[REVIEW] Re: Modernizing calendar(1) (was: svn commit: r365984 - head/usr.bin/calendar/calendars)

Warner Losh imp at bsdimp.com
Thu Oct 22 04:23:23 UTC 2020


On Wed, Oct 21, 2020, 10:12 PM Greg 'groggy' Lehey <grog at freebsd.org> wrote:

> On Wednesday, 21 October 2020 at 19:48:31 -0600, Warner Losh wrote:
> > On Wed, Oct 21, 2020, 4:03 AM Stefan Esser <se at freebsd.org> wrote:
> >
> >> Am 21.10.20 um 09:15 schrieb Stefan Esser:
> >>> Am 21.10.20 um 03:23 schrieb Greg 'groggy' Lehey:
> >>> [...]
> >>>> That's the whole point.  Where do we draw the line?  Given that these
> >>>> holidays interest more people outside the project than in, I'd think
> >>>> that they should all go into the port.  And the whole idea of
> >>>> alternative 3 is that the maintenance should be automatic and
> >>>> external, so updating holidays should no longer be our concern.
> >>>
> >>> Are we taling about the calendar binary or the calendar files?
> >>>
> >>> IMHO, the calendar binary could stay in base but be modified to
> >>> scan directories in e.g. /usr/local/share/calendar/ and ports
> >>> could provide these calendar files.
> >>
> >> I have created a Phabricator review for the proposed change:
> >>
> >>         https://reviews.freebsd.org/D26882
> >>
> >> This is just an enabler for calendar files in a directory that
> >> can be maintained by means of a port.
> >>
> >> A suggested port has been made available for review, too:
> >>
> >>         https://reviews.freebsd.org/D26883
> >
> > Modulo the stuff I left on the reviews....  I love it. I can also
> > extract history from FreeBSDs repo.
>
> The change to calendar(1) looks fine, but I have my issues with the
> port.  It seems that we're not alone.  On the one hand, both Apple and
> Linux have used our data files for their packages, so removing the
> data files would violate POLA.  On the other hand, Apple, Linux,
> NetBSD and OpenBSD are maintaining their own versions of these files,
> along with calendar(1).  My guess is that Linux has them hidden on
> GitHub.  I'm trying to find out where they maintain the files (can any
> Linuxheads help?), so that we can come to a general agreement about
> how to maintain them.  This could include removing calendar(1) from
> the tree entirely and installing from a port.  Once again I'm
> concerned about jumping the gun.
>

Where we pull them from doesn't affect that. They can pull from github
easily enough. And our users can install a port easily enough. It's done
all the time, so wouldn't be that surprising even from that perspective.
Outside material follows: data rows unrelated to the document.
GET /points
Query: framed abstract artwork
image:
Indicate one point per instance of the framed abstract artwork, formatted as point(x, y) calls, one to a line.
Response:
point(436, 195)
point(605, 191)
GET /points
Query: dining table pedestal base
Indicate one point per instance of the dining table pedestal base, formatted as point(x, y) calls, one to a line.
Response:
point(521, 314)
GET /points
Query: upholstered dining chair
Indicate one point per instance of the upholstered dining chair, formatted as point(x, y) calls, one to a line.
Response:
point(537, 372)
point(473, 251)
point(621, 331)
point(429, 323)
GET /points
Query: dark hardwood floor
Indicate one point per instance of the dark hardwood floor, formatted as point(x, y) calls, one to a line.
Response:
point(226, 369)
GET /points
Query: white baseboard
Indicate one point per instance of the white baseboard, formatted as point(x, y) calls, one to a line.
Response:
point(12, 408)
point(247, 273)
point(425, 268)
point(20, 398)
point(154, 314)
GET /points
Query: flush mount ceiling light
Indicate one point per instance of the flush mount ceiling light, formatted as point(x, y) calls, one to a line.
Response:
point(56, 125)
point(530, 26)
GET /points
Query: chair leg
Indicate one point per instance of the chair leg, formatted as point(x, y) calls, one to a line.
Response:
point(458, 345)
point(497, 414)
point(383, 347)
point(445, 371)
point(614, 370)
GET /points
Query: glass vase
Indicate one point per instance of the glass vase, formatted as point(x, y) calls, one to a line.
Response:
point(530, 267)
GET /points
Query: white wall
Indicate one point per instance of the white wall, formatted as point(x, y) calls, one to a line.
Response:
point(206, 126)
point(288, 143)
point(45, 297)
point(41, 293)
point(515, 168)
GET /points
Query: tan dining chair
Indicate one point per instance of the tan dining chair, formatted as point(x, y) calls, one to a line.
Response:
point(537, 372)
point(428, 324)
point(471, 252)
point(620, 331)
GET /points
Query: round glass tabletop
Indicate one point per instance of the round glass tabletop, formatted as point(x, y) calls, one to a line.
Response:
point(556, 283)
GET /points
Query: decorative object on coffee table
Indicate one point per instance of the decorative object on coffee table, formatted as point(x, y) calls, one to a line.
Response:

This issue has been simmering for years, but has flared up in the last 6
months. In that time no progress has been made. And it has no impact on the
data source issue: that can be handled at whatever pace other groups want
to come together.

Finally, it's my firm belief that the majority of developer opinion is that
this would be better served with this split. It's been that way for years.
Until recently, though, the commit rate has been so low that people
shrugged.  Now, there have been enough that it's my view that the community
is jelled behind the split and are growing inpatient for its resolution.

So, unless you have a competing plan, with a firm timeline, I think we
should allow se@ to proceed as he proposes. It is time limited, concrete,
simple to execute and in line with other times we've done similar.